6. Hide sensitive data in plain sight. The iPhone has no device-wide data encryption. It does support encrypted databases, but the inconvenience of having to unlock the data every time you want to read it may limit your use of it. As an alternative, hide some of your most sensitive data in plain sight by scattering it across nonobvious places, like your iPod library and browser bookmarks. Embed what you really need to protect in nontext form, such as buried among lots of images or audio, to avoid discovery by string scanning of your desktop or firmware. As a bonus (or not, in some cases), using iPod files syncs your secrets across iPod, iTunes, MobileMe, and AppleTV.
7. Use FileVault on the Mac or EFS on Vista.
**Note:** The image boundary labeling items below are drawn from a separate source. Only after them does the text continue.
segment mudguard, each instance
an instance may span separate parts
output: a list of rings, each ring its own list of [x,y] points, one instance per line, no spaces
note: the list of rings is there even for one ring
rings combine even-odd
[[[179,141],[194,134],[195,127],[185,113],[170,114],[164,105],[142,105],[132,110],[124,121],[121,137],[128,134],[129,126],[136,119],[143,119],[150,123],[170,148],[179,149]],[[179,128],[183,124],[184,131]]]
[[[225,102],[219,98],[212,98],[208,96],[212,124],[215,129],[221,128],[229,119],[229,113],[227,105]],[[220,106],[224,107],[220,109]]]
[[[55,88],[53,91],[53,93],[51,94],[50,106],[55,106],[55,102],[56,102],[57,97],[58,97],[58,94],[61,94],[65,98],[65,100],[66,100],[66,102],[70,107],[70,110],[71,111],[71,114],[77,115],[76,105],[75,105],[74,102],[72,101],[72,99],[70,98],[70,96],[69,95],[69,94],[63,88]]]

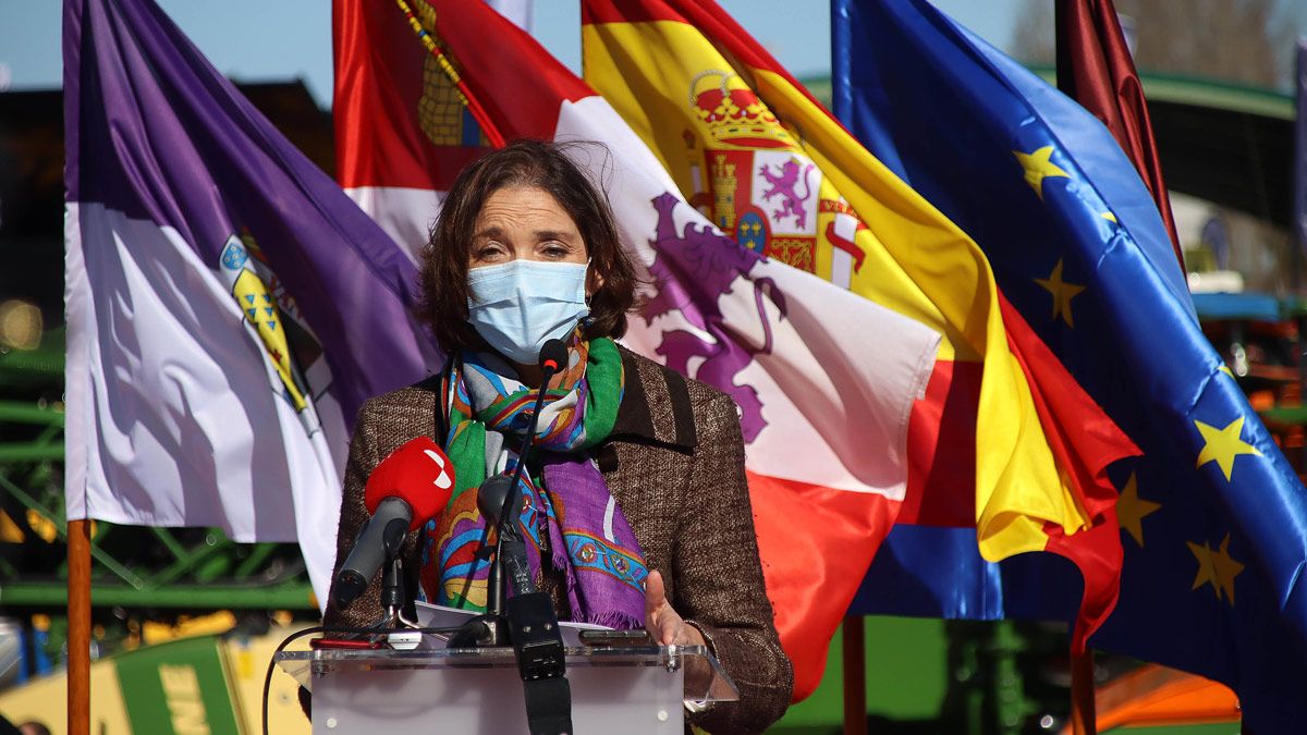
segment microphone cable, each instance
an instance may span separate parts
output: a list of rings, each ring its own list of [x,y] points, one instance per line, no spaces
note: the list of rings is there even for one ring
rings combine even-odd
[[[397,630],[397,629],[396,629]],[[413,630],[412,628],[409,630]],[[420,633],[429,633],[433,636],[446,636],[459,630],[457,628],[417,628]],[[315,633],[352,633],[357,636],[384,636],[391,633],[391,630],[383,628],[342,628],[337,625],[315,625],[312,628],[305,628],[303,630],[295,630],[290,636],[282,638],[277,643],[277,649],[272,651],[268,657],[268,670],[263,676],[263,735],[268,735],[268,698],[272,696],[272,672],[277,668],[277,654],[286,650],[286,646],[303,638],[305,636],[312,636]],[[303,687],[301,684],[301,687]],[[310,718],[312,719],[312,718]]]

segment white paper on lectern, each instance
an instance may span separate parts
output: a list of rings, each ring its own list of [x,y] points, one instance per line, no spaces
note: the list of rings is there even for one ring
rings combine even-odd
[[[456,607],[446,607],[443,604],[423,602],[414,604],[417,606],[417,621],[423,628],[457,628],[480,615],[471,609],[459,609]],[[562,630],[565,646],[580,646],[582,642],[579,636],[582,630],[612,630],[612,628],[608,628],[606,625],[572,623],[570,620],[558,623],[558,628]],[[439,638],[444,640],[446,636],[439,636]]]

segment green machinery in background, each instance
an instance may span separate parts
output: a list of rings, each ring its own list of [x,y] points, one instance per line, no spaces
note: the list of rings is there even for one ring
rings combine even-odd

On a Mac, create a separate user account with a strong password, apply FileVault protection (using System Preferences), and activate and manage your iPhone exclusively from that account. If you never leave that account logged in, you can reinforce other desktop protection methods or skip them entirely. On Windows Vista, consider using Encrypted File System (EFS) to encrypt the entire iTunes file tree. Neither of these methods protects data on your iPhone, but it does guard against insertion of doctored firmware or simple copying of data.
8. If you use the iPhone professionally, use Exchange Server for its back end. Exchange Server keeps backups of all messages and mail settings, and most important in my book, it supports remote device blanking. In fact, Exchange is the only way to blank a remote iPhone. One drawback of remote blanking from Exchange Server is that it takes several hours -- eight, by Apple's estimation. But because the mail client is always running, a remote blank can only be circumvented if the thief is smart enough to disable your Exchange account before you discover your iPhone is missing. That's something he can't do because, of course, you've PIN-locked your device. Make sure that you or your IT department knows how to blank your device, and don't be shy about triggering a remote blank even if you just suspect your device is missing. You can always recover your data if you find your device.
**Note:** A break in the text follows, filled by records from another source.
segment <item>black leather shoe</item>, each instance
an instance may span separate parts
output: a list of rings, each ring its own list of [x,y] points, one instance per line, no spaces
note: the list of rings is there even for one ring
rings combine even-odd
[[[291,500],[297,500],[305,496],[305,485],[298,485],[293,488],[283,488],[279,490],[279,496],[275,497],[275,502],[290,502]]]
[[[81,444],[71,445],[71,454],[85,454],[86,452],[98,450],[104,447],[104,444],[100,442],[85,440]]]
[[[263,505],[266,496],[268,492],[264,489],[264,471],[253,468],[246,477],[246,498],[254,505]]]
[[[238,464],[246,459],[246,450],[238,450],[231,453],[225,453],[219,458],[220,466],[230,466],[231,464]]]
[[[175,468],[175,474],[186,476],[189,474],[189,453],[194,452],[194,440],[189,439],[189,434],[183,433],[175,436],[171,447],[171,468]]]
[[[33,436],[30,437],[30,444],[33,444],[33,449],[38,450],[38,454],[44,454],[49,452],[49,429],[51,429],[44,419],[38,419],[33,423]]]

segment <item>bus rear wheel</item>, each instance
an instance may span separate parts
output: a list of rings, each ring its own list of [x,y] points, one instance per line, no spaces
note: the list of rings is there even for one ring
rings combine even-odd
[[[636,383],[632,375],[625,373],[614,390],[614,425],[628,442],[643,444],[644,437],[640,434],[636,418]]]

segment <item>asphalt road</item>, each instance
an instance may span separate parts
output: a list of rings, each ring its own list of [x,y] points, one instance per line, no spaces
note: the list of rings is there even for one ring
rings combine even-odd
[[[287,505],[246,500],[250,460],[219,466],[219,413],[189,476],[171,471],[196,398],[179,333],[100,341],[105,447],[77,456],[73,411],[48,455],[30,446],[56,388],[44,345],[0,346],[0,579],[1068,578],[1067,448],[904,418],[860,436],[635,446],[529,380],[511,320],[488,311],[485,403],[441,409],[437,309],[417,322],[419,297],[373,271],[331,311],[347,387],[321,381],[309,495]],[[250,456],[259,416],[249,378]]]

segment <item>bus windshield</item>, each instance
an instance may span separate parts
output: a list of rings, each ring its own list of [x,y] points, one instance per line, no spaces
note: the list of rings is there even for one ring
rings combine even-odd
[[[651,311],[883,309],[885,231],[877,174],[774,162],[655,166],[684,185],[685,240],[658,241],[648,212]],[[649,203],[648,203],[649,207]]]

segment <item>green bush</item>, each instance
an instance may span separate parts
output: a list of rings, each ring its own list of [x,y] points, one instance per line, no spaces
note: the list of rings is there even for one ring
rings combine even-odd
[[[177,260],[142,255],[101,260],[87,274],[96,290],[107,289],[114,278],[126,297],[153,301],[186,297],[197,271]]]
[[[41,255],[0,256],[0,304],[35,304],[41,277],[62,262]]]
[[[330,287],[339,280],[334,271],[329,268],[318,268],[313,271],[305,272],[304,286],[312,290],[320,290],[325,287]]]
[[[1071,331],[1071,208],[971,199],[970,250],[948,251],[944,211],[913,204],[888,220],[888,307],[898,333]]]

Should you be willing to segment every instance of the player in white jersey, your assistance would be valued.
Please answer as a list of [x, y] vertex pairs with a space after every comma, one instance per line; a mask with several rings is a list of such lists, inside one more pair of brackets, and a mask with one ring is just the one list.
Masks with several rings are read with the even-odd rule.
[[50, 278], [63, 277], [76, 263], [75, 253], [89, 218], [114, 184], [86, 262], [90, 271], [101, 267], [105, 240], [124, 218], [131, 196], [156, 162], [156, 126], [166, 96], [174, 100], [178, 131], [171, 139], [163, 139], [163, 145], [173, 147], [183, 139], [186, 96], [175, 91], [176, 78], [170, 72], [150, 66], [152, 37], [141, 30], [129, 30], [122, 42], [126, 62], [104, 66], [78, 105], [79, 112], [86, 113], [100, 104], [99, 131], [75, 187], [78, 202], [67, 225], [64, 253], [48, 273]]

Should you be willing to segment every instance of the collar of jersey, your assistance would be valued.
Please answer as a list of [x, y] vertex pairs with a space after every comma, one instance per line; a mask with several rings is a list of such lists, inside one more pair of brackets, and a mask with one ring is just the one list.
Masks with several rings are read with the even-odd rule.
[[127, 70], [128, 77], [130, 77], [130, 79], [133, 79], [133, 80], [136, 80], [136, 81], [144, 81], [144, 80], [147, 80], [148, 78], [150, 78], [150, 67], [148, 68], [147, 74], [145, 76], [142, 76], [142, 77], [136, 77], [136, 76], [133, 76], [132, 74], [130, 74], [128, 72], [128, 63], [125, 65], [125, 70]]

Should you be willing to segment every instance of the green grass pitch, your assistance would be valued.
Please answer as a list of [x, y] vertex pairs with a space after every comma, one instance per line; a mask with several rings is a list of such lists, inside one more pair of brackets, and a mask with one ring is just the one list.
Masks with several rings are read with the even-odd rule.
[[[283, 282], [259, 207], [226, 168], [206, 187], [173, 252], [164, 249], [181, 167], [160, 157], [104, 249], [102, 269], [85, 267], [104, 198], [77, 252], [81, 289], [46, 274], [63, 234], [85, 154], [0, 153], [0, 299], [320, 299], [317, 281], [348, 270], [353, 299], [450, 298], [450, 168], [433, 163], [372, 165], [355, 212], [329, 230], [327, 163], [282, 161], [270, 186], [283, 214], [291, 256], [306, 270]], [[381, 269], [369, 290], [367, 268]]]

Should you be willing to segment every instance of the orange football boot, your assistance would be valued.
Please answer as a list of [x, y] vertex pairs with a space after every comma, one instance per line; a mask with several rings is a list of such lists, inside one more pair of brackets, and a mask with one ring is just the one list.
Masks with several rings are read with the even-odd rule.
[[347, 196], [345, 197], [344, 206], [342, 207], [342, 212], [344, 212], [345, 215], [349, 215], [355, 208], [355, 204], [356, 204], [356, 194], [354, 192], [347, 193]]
Several service providers offer hosted Exchange Servers for a small monthly fee. Call to make sure that the provider offers either Exchange Server 2003 with mobile extensions or Exchange Server 2007, and ask whether users are allowed access to Exchange Server's management console. Without management console access, you can't remotely blank your phone.
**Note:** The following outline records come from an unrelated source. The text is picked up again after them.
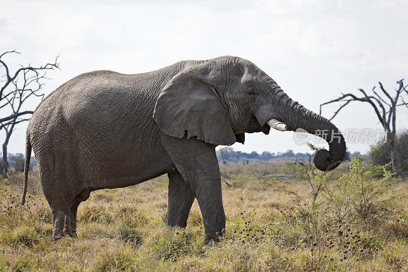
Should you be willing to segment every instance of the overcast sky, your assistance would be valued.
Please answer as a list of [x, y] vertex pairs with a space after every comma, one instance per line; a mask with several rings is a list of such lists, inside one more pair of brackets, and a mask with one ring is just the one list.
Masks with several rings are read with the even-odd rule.
[[[250, 60], [293, 100], [318, 113], [320, 104], [340, 92], [371, 91], [378, 81], [392, 91], [397, 80], [408, 83], [405, 0], [0, 0], [0, 51], [21, 53], [5, 58], [12, 68], [60, 56], [61, 70], [48, 75], [46, 94], [85, 72], [135, 73], [223, 55]], [[342, 131], [381, 128], [369, 105], [354, 103], [335, 125]], [[322, 115], [330, 117], [335, 109], [326, 107]], [[398, 113], [398, 128], [408, 128], [408, 111]], [[23, 153], [27, 125], [14, 132], [9, 153]], [[244, 145], [233, 147], [309, 150], [295, 142], [294, 135], [247, 134]], [[4, 137], [2, 132], [0, 143]], [[351, 151], [368, 150], [367, 143], [347, 145]]]

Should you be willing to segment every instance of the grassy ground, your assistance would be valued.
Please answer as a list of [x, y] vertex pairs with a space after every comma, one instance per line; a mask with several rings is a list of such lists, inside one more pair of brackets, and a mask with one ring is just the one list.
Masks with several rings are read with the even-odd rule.
[[[348, 172], [346, 165], [342, 166], [335, 170], [335, 180]], [[225, 234], [212, 246], [203, 244], [196, 201], [186, 229], [166, 227], [166, 177], [93, 192], [79, 209], [78, 238], [64, 238], [53, 245], [51, 213], [38, 174], [30, 174], [23, 207], [17, 204], [22, 174], [12, 174], [0, 183], [0, 270], [408, 270], [408, 183], [404, 181], [393, 181], [400, 199], [391, 203], [392, 207], [370, 206], [385, 203], [376, 201], [392, 196], [386, 189], [364, 206], [386, 211], [371, 212], [375, 220], [370, 221], [349, 214], [341, 217], [341, 211], [336, 214], [327, 198], [317, 199], [326, 205], [317, 212], [310, 201], [315, 195], [311, 194], [311, 183], [299, 174], [302, 170], [298, 166], [268, 165], [269, 174], [297, 176], [287, 180], [261, 177], [264, 168], [264, 164], [220, 166], [223, 172], [234, 173], [225, 180], [231, 187], [223, 180]], [[321, 174], [311, 180], [315, 191]], [[327, 190], [337, 188], [335, 182], [324, 186]], [[338, 215], [340, 219], [334, 219]]]

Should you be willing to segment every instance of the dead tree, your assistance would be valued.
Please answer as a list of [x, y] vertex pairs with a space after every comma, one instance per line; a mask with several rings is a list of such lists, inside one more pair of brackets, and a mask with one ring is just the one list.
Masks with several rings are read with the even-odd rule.
[[382, 93], [375, 91], [375, 86], [372, 89], [373, 94], [370, 95], [363, 89], [358, 89], [362, 94], [361, 96], [358, 96], [357, 95], [351, 93], [341, 93], [342, 95], [338, 98], [320, 105], [320, 114], [321, 114], [322, 106], [336, 102], [342, 103], [330, 118], [331, 120], [337, 115], [342, 109], [352, 101], [360, 101], [369, 104], [383, 129], [387, 132], [387, 140], [385, 143], [390, 151], [393, 170], [396, 173], [401, 171], [400, 162], [398, 161], [396, 156], [397, 151], [395, 150], [395, 145], [397, 131], [396, 126], [397, 108], [404, 106], [408, 108], [408, 103], [405, 102], [404, 98], [405, 96], [405, 99], [408, 101], [408, 91], [406, 90], [406, 87], [408, 85], [404, 86], [403, 80], [402, 79], [397, 82], [398, 87], [394, 88], [395, 94], [393, 97], [385, 89], [381, 82], [378, 82]]
[[2, 175], [4, 177], [7, 177], [8, 171], [7, 145], [13, 131], [16, 125], [30, 120], [33, 112], [33, 111], [22, 110], [24, 103], [30, 97], [35, 96], [42, 100], [44, 95], [41, 91], [44, 85], [43, 81], [49, 79], [45, 76], [47, 70], [59, 68], [59, 64], [57, 62], [57, 57], [53, 63], [47, 63], [39, 67], [33, 67], [30, 64], [27, 66], [20, 65], [15, 72], [11, 73], [9, 66], [2, 59], [9, 53], [20, 54], [13, 50], [0, 55], [0, 65], [4, 69], [2, 80], [0, 81], [4, 83], [0, 89], [0, 110], [3, 113], [3, 116], [0, 118], [0, 131], [4, 130], [6, 136], [2, 146]]

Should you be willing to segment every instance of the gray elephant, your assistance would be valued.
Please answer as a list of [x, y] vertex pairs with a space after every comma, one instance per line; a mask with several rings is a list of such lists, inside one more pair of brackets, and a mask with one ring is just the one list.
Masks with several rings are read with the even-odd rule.
[[[329, 151], [314, 163], [330, 170], [346, 151], [329, 121], [292, 101], [251, 62], [224, 56], [181, 61], [151, 72], [100, 70], [64, 83], [37, 107], [27, 131], [23, 204], [31, 149], [52, 210], [53, 241], [76, 236], [76, 211], [92, 191], [123, 187], [167, 174], [167, 224], [185, 227], [196, 198], [206, 241], [225, 226], [217, 145], [244, 133], [298, 128]], [[340, 135], [334, 137], [334, 135]]]

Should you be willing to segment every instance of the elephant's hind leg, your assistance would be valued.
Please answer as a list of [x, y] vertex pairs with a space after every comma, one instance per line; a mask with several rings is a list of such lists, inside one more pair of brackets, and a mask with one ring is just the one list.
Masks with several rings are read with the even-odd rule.
[[85, 201], [89, 197], [91, 190], [86, 189], [83, 190], [81, 193], [76, 195], [71, 205], [70, 211], [69, 219], [70, 227], [72, 232], [72, 237], [76, 237], [76, 213], [78, 211], [78, 206], [83, 201]]
[[72, 236], [70, 222], [70, 207], [67, 203], [53, 203], [53, 242], [60, 240], [68, 234]]
[[194, 195], [190, 185], [180, 173], [168, 174], [169, 205], [166, 221], [171, 227], [185, 228], [187, 218], [194, 201]]
[[73, 201], [71, 205], [71, 210], [69, 214], [70, 227], [72, 233], [72, 237], [76, 237], [76, 213], [78, 211], [78, 206], [80, 206], [81, 201], [76, 199]]

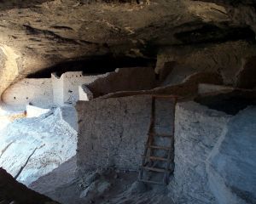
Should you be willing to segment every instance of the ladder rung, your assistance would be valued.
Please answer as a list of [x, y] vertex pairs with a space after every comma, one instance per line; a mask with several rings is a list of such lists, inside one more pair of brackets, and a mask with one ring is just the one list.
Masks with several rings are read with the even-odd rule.
[[154, 145], [146, 145], [148, 148], [151, 149], [159, 149], [159, 150], [171, 150], [170, 147], [166, 146], [154, 146]]
[[152, 180], [139, 179], [139, 181], [145, 182], [145, 183], [150, 183], [150, 184], [165, 184], [164, 183], [152, 181]]
[[165, 162], [168, 161], [168, 159], [166, 159], [166, 158], [162, 158], [162, 157], [158, 157], [158, 156], [143, 156], [143, 157], [148, 158], [150, 160], [160, 160], [160, 161], [165, 161]]
[[170, 172], [169, 170], [166, 170], [165, 168], [155, 168], [155, 167], [143, 167], [144, 169], [152, 171], [152, 172], [159, 172], [159, 173], [166, 173]]
[[163, 134], [163, 133], [149, 133], [149, 135], [156, 136], [156, 137], [164, 137], [164, 138], [172, 138], [172, 134]]

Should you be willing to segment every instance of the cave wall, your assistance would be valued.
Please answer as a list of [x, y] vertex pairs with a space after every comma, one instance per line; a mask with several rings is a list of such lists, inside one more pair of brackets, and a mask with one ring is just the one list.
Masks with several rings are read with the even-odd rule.
[[[195, 72], [212, 71], [222, 76], [225, 85], [236, 86], [246, 59], [256, 55], [256, 47], [246, 41], [215, 44], [183, 45], [161, 48], [156, 71], [172, 62], [172, 71], [164, 84], [177, 84]], [[245, 81], [246, 79], [239, 79]]]
[[3, 101], [15, 109], [26, 109], [31, 103], [42, 108], [53, 104], [50, 78], [25, 78], [9, 87], [2, 96]]
[[218, 203], [256, 203], [255, 144], [256, 106], [249, 106], [231, 118], [206, 162]]
[[230, 117], [195, 102], [177, 105], [174, 178], [169, 187], [177, 203], [216, 203], [205, 162]]

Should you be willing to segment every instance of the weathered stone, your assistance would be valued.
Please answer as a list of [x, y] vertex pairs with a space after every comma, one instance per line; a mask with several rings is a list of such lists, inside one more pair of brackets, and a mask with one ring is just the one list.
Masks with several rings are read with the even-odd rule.
[[177, 203], [216, 203], [205, 162], [230, 118], [195, 102], [177, 105], [174, 180], [169, 187]]
[[256, 203], [256, 108], [235, 116], [207, 162], [210, 188], [219, 204]]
Apple designed the iPhone as a consumer device, so it's heavy on convenience and light on security. If you want protection, you have to accept some pain. Fortunately, it doesn't take a lot of time or tech savvy to keep what's in your iPhone for your eyes only. The oft-repeated recommendations alluded to in the beginning of this story are all worthwhile, but if you augment them creatively, you'll befuddle the bad guys with techniques they hadn't considered and that don't yield to automated cracks. Never overlook unorthodoxy as a means of protection.